El presidente del Gobierno, Pedro Sánchez, ha anunciado una remodelación puntual de su Ejecutivo tras la salida de María Jesús Montero, quien deja el cargo para presentarse a las elecciones andaluzas del 17 de mayo. Como principal cambio, el actual ministro de Economía, Carlos Cuerpo, pasa a ser nuevo vicepresidente primero del Gobierno.
En paralelo, Arcadi España, hasta ahora secretario de Estado de Política Territorial, asumirá el Ministerio de Hacienda. Ambos deberán prometer sus cargos ante el rey en el Palacio de la Zarzuela, en un acto que previsiblemente se celebrará de forma inminente, antes de la próxima reunión del Consejo de Ministros.
Con este movimiento, Sánchez refuerza el peso del área económica en la recta final de la legislatura. Cuerpo era el favorito dentro del entorno socialista y en Moncloa le consideran un “magnífico político”, destacando tanto su capacidad técnica como su proyección de futuro dentro del Gobierno.
En los últimos meses, Cuerpo ha ganado protagonismo al liderar negociaciones clave, como el decreto para paliar las consecuencias de la guerra de Irán, recientemente convalidado en el Congreso. Su perfil, considerado menos combativo y basado en un “trabajo de hormiguita”, ha sido uno de los factores determinantes para su ascenso.
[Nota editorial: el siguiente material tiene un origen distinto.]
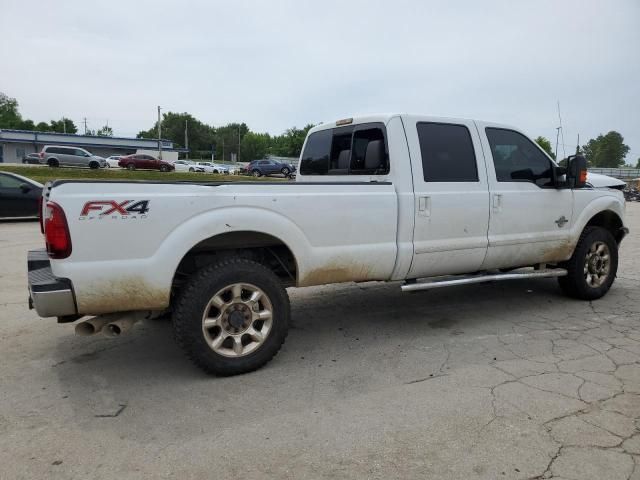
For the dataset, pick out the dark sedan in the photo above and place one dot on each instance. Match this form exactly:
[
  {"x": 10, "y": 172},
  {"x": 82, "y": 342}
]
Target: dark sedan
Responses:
[
  {"x": 19, "y": 196},
  {"x": 32, "y": 158},
  {"x": 257, "y": 168}
]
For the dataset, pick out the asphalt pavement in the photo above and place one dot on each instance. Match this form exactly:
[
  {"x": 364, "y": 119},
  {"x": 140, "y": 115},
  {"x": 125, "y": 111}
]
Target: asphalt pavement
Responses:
[{"x": 494, "y": 381}]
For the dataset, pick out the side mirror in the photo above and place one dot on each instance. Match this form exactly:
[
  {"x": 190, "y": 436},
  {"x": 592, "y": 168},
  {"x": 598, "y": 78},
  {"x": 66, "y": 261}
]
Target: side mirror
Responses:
[{"x": 576, "y": 171}]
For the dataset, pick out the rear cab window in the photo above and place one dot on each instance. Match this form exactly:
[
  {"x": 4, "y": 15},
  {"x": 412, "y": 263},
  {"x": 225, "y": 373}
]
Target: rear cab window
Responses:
[{"x": 359, "y": 149}]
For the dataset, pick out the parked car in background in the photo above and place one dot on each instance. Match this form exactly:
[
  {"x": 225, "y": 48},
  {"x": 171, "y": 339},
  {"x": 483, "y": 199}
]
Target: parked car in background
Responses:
[
  {"x": 112, "y": 161},
  {"x": 32, "y": 158},
  {"x": 187, "y": 166},
  {"x": 211, "y": 167},
  {"x": 258, "y": 168},
  {"x": 144, "y": 162},
  {"x": 60, "y": 156},
  {"x": 19, "y": 196},
  {"x": 235, "y": 169}
]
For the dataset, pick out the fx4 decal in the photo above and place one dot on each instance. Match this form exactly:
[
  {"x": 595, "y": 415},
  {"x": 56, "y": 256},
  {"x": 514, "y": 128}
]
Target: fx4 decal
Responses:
[{"x": 111, "y": 209}]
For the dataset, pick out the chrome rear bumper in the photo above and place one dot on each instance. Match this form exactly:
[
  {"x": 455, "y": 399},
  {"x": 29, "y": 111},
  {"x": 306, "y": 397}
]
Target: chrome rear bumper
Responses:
[{"x": 49, "y": 295}]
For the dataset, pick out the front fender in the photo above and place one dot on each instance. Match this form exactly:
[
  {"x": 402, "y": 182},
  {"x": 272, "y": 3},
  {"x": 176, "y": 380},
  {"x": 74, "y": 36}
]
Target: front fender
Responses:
[{"x": 586, "y": 208}]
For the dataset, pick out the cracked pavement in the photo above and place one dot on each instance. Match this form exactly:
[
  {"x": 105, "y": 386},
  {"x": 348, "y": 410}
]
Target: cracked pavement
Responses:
[{"x": 504, "y": 380}]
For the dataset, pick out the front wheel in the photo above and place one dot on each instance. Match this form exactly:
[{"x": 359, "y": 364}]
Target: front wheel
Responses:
[
  {"x": 593, "y": 266},
  {"x": 232, "y": 316}
]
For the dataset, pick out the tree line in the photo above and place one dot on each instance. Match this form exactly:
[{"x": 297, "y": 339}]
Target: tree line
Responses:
[
  {"x": 604, "y": 151},
  {"x": 10, "y": 117},
  {"x": 234, "y": 140},
  {"x": 237, "y": 140}
]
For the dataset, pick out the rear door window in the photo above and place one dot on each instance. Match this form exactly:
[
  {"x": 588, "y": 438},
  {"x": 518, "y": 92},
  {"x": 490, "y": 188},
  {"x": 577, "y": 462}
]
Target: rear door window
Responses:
[{"x": 447, "y": 153}]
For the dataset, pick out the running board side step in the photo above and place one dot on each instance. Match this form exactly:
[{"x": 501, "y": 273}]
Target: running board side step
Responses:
[{"x": 451, "y": 281}]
Por su parte, Arcadi España asume Hacienda con el respaldo del presidente, quien lo ha definido como una persona “recta, inteligente y comprometida”. Su experiencia tanto en el Gobierno central como en la Generalidad Valenciana ha sido clave para su designación, con el objetivo de dar continuidad a la gestión de Montero.
Sin embargo, España hereda importantes retos, como la elaboración de los Presupuestos Generales del Estado, que quedaron pendientes. Además, deberá afrontar las complejas negociaciones parlamentarias necesarias para su aprobación, en un contexto político exigente tras la salida de Montero, a quien Sánchez ha elogiado como una de las figuras más destacadas de su trayectoria política.